Bu Blogda Ara

3 Eylül 2011 Cumartesi

Akmareul boattda (2010)

Uzakdoğu sineması son yılların sinefiller açısından yükselen değeri. Klişeleşmiş Hollywood zırvalarının üstüne değişik tat ve hikayelerle hızır gibi imdada yetişen çekik gözlüler özellikle korku sinemasında çığır açtılar. Ringu serisinin başını çektiği, Shutter gibi oldukça etkileyici örnekleri sunan Japon ve Güney Kore menşeli filmler tüylerimizi ürpertirken, hayranlığımızı da üst noktaya taşıdılar.
Sinema eleştirmeni olsam öncelikle Jee-woon Kim'in uzun zamandır beklenen filmi yazardım ancak öyle bir derdim olmadığı için açıkça söyliyim ki filmin başına oturduğumda ne yönetmeninden ne de konusundan haberim vardı. Uzakdoğu sinemasında halen oyuncu fanatikliği yapacak konuma gelmedim. Öncelikle yönetmen ve hikaye. Neyse filmin başında yönetmenin adını görünce ben bunu nerden tanıyorum sorusuyla -adamların isimleri birbirine benzediğinden hemen şunun yönetmeniydi etiketini yapıştıramıyorum- IMDB'ye baktığımda Janghwa, Hongryeon filminin adını görünce bende büyük bir hareketlenme oldu. Bu filmle ilgili güzel bir çözümlemeyi de öncesinde yazmıştım zaten.
Neyse filmin girişi huzur verici bir gitar solosuyla izleyeni rahatlatıyor. Ki bu parçayı paylaşmadan edemeyeceğim.

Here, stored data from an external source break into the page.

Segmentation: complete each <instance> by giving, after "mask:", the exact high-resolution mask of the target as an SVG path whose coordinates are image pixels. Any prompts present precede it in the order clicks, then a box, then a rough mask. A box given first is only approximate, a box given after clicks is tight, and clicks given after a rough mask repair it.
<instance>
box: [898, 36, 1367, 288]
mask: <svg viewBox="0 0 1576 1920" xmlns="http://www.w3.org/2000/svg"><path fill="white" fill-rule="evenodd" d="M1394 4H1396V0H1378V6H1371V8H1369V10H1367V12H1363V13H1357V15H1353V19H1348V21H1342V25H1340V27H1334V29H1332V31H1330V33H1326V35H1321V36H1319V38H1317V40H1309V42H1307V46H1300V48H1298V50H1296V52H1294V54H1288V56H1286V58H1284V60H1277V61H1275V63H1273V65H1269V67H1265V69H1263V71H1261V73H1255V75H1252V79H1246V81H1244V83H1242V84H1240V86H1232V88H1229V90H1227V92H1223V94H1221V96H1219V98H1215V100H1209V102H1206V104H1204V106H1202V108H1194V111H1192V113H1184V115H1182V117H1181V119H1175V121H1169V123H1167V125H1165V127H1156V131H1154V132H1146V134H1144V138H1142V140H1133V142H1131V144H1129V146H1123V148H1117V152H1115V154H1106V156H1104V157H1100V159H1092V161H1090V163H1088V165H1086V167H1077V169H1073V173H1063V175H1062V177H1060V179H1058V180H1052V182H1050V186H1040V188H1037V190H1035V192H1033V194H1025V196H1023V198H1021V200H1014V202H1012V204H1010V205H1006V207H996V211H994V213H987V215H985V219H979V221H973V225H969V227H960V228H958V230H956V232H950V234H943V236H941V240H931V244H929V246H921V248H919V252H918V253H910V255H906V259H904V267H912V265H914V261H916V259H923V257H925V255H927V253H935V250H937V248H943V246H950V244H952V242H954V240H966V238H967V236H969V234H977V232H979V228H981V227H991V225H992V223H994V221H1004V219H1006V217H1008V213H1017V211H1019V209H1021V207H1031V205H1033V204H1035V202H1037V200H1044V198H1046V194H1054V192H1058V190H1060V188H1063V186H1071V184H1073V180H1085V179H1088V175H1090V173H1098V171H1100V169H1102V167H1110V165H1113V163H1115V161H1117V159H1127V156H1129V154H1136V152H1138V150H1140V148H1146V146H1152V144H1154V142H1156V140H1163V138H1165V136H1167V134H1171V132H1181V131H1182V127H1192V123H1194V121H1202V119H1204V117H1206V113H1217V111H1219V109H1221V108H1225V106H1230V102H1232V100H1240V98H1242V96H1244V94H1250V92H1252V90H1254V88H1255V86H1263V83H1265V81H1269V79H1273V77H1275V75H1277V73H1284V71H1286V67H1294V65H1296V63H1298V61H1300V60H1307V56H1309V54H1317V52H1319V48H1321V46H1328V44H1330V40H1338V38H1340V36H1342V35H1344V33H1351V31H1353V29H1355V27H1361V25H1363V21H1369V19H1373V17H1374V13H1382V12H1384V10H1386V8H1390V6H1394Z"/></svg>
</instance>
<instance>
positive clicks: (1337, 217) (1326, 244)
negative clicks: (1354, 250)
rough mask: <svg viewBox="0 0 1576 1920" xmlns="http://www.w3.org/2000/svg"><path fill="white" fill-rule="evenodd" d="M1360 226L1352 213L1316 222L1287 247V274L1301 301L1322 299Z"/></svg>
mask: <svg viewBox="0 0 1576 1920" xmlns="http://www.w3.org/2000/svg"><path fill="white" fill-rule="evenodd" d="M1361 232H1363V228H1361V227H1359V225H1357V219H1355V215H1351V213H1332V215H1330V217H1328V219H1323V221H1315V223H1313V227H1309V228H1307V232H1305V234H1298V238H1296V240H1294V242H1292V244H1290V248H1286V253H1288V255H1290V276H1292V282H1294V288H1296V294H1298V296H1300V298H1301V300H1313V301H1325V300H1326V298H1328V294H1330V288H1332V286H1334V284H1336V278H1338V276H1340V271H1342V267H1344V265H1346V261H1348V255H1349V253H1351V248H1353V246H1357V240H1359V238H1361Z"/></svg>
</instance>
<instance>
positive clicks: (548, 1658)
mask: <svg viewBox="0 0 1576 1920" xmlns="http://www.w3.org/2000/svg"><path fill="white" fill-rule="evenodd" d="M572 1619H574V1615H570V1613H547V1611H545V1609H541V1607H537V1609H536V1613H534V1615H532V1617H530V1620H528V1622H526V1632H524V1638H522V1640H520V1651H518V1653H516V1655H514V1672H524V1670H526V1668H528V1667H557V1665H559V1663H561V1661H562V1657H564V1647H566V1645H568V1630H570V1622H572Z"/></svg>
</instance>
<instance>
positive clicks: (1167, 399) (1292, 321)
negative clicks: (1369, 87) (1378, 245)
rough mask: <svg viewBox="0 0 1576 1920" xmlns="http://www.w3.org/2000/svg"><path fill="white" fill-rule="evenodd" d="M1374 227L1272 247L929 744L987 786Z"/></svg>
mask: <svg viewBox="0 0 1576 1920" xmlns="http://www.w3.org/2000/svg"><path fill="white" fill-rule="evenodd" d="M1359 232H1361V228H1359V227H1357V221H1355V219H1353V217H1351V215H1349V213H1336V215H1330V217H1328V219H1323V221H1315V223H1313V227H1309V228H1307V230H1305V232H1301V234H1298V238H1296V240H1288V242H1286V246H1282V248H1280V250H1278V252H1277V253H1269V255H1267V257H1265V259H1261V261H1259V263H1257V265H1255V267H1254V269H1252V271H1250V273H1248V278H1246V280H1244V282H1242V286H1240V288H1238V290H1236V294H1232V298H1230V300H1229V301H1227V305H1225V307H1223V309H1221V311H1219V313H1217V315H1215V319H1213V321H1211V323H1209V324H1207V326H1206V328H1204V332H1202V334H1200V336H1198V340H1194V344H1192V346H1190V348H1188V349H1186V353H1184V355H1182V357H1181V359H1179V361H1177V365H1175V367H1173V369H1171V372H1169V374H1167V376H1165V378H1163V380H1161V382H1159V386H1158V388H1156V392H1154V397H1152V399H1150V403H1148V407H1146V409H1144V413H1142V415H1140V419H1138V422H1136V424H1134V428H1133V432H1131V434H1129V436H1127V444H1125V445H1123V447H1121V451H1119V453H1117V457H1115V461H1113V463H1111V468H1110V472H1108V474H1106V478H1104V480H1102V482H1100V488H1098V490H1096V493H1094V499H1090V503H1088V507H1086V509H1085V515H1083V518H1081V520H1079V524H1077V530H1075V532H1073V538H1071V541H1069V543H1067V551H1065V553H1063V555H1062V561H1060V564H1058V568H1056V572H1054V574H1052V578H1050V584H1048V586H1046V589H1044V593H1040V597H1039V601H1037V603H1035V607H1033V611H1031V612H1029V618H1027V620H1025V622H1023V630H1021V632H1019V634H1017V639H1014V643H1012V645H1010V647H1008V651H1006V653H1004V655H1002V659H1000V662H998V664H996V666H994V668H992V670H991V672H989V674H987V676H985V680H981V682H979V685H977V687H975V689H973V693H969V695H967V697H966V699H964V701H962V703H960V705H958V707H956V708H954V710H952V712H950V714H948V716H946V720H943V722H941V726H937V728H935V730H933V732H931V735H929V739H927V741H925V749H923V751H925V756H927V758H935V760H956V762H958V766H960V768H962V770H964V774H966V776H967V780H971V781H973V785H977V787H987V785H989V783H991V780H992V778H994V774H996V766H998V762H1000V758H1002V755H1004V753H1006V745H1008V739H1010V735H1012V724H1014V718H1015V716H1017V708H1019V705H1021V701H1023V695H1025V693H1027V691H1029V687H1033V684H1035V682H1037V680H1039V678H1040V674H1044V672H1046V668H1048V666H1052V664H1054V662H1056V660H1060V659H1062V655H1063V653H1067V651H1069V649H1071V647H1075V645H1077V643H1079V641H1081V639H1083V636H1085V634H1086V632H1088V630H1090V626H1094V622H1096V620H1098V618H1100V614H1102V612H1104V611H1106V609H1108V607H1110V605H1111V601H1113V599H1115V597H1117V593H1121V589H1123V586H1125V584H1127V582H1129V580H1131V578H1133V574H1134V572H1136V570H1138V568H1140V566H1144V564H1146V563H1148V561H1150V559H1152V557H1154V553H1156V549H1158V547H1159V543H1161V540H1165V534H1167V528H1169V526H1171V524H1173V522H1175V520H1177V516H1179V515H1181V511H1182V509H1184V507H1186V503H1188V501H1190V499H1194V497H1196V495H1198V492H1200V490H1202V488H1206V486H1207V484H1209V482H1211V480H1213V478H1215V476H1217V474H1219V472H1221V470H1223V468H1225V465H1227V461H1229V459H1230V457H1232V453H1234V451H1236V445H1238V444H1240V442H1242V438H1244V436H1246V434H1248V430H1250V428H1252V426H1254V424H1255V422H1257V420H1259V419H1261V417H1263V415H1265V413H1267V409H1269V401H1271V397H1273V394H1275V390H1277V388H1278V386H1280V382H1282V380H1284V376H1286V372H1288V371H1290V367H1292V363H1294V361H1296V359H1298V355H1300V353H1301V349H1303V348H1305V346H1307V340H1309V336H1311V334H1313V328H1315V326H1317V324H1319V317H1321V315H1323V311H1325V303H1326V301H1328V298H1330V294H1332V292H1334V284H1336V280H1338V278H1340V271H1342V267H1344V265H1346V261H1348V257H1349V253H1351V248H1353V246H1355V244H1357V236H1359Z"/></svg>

Filme konu olan seri katilin yüzünü ve çalışma stilini bize açıkça gösteren filmin derdi peşine düşüşen katilin kim olduğu veya bulunması değil. Burda zaten klasik seri katil filmlerinden ayrılıyor. Filmin derdi seri katilimizin kurbanı olan hamile kızımızın nişanlısı olan ajanın oynadığı kedi fare oyunu üzerine kurulu. Kedi fare oyunu lafını klasik olduğu için kullanmadım gerçekten öyle. Kedilerin farelerle oynamasına şahit olduysanız eğer kedi bir fareyi ele geçirince hemen öldürmez önce biraz onla oynar ve fare kaçtıkça da kedi onla oynamaya devam eder. Filmdeki ajanın seri katille oynadığı oyun da aynen bu.
Burada seri katili oynayan Min-sik Choi'ye ayrı bir paragraf açmak lazım. Kendisinin ismi benim gibi çing çonglu isimleri karıştıran birine bir şey ifade etmese de yüzü çok şey anlatmakta. Görür görmez Oldboy dediğim adamı görünce ve IMDB'den filmin bir intikam hikayesi olduğunu okuyunca ister istemez bir Oldboy karşılaştırması kafamda canlandı.
E filmin hikayesi de aktıkça o karşılaştırma iyiden iyiye zihinde yerini sağlamlaştırdı. Gelmiş geçmiş en kusursuz intikam planı ve öyküsünü yansıtan Oldboy'un üstüne tanımayan bir bünye olarak bu filmi izledikçe karşılaştırma yapmaktan kaçınmaya çalışarak filme kendimi verdiğimde pek de tatmin etmeyen ama şiddeti içine ustaca yediren bir film çıktığını gördüm.
Kurbanlarını gözünü kırpmadan doğrayan, bunu bir kasabın mesleğini icra eder gibi duygusuz ve mimiksiz yapan seri katili, insan eti yiyen arkadaşını, kurbanını sürekli olarak yakalayıp dövüp tekrar bırakan ajanı izledikçe Güney Kore ve uzakdoğu sinemasına has orijinalliği izledikçe filmin kalitesini takdir ederken, yine de hikaye olarak izlettirdiği sahnelerin kalitesinin arkasında kalan bir yapım izlemenin durağanlığını yaşadım. Ancak son olarak şunu diyebilirim ki, mimiksizliğini bu kadar ustaca kullanabilen büyük bir oyuncuyu izlemek için bile bu filmi görmeye değer!